A significant wave of protests broke out across Palestine in November 1979 after the Israeli government attempted to remove Mayor of Nablus Bassam Shakaa from his position. In May 1980, following a Fatah attack that killed six yeshiva students, the Israeli government arrested and deported Mayor of Halhul Mohammed Milhim and Mayor of Hebron Fahd Qawasmi for being members of the PLO Executive Committee. The two mayors were not implicated in the attack. In June 1980, extremists Israeli settlers attempted to assassinate three of the mayors, resulting in Shakaa losing both his legs and Mayor of Ramallah Karim Khalaf losing one leg. Later that year, the Israeli government announced that it would indefinitely block further local elections from being held in Palestine, claiming that further elections would "cause damage to the peace process."

In March 1982, the Israeli government ordered the city council of Al-Bireh immediately disbanded and mayor Ibrahim Tawil removed from his post, accusing them of refusing to cooperate with the Israeli Civil Administration.
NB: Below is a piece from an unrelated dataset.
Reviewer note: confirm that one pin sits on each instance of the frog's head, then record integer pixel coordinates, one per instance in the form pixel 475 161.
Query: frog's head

A week later, the government ordered Mayor of Nablus Bassam Shakaa and Mayor of Ramallah Karim Khalaf immediately expelled from their positions, accusing them of "general agitation, nonrecognition of the Israeli civil administration, and repeated attempts to disrupt public order." The expulsions of the three mayors triggered one of the largest outbreaks of Palestinian unrest since the start of the Israeli occupation in 1967.

More elected Palestinian mayors and city councils would be expelled later in 1982. On 30 April, the Israeli government ordered the dismissal of Anabta Mayor Wahid Hamdallah, citing alleged security violations. On 15 June, it ordered the disbanding of the Nablus and Dura city councils, accusing the councils of supporting the PLO. On 6 July, Mayor of Jenin Shawki Mahmoud, citing a refusal to meet with Civil Administration head Menahem Milson. On 9 July, Mayor of Gaza City Rashad al-Shawwa. Al-Shawwa, widely considered a moderate, and the Gaza City council had refused to work in the city hall since the general strike, working from home instead in a symbolic protest, and had refused to sign an order from the Israeli military forbidding them from making political statements. On 14 July, Mayor of Deir Dibwan Rashid Hijazi, the eighth Palestinian mayor to be forcibly dismissed in five months, with Israeli officials claiming that Hijazi had led a work slowdown since the general strike.